The consequence: a two-tier LNG market
Taxes on LNG emissions will redesign LNG trade flows, recalibrate prices and force LNG players to reassess trading strategies and investment options to decarbonise across the value chain. But the implications will vary for different LNG players and for governments of importing and exporting countries.
- A bifurcated LNG market
Governments imposing a tax on the carbon emissions of imported LNG will see gas prices increase in their internal market. Europe, and potentially markets in Northeast Asia, might be amenable to this to accelerate the shift to lower-carbon alternatives. However, buyers in emerging Asian markets will remain wary of higher LNG prices and be reluctant to follow suit. A bifurcated LNG market is the most likely outcome, one for premium LNG and one for tax-free countries. However, declining LNG demand in premium markets means their importance will fade over time, limiting their influence in driving investments in decarbonisation.
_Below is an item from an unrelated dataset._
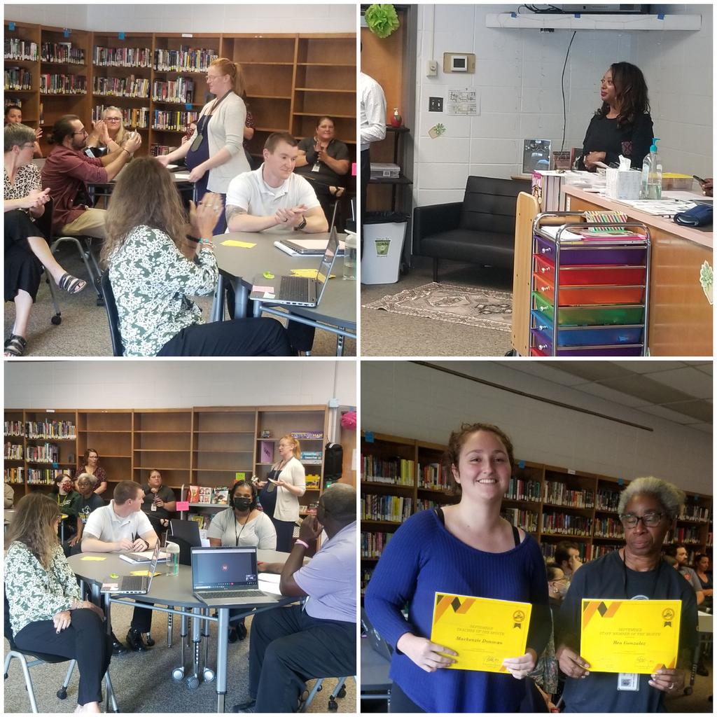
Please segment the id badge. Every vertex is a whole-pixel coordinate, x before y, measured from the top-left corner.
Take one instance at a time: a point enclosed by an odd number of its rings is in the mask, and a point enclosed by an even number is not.
[[[637,673],[620,673],[617,675],[618,692],[640,692],[640,675]]]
- Low-carbon LNG suppliers benefit most
Projects with the lowest carbon emissions will gain from an import tax on emissions. Targeting premium markets will boost trading profitability, with some buyers amenable to paying a premium for long-term contracts. Russia and Canada will be the most advantaged, given their proximity to premium LNG markets. Qatar and Mozambique require higher carbon prices to be lured away from proximate tax-free markets in emerging Asia.
An import tax on emissions is also good news for those suppliers where governments are tightening environmental regulations, such as Australia’s safeguard mechanism and the Inflation Reduction Act’s methane charge in the US. An import tax on emissions that waives taxes already paid at source might become the only hope to help compensate for higher domestic costs to reduce emissions.
- High carbon taxes needed to decarbonise LNG
A tax on methane emissions of US$100/t CO2e will be effective in achieving its goal. Methane reduction remains the low-hanging fruit in emissions, with progress being made in different countries, supported by tightening domestic methane regulations. A methane import tax will help provide additional economic incentives while limiting LNG price upside. In this scenario, exporting countries will also be encouraged to introduce domestic levies and retain taxed revenues.
For the global LNG market to decarbonise at scale, an import tax of US$100/t CO2e will not be sufficient. It can certainly act as an incentive for pre-final investment decision (pre-FID) projects close to premium markets to deploy electric drives in LNG plants and reservoir CCS to limit CO2 emissions from upstream. However, a carbon price closer to US$200/t CO2e will be required for post-FID LNG projects to deploy these technologies.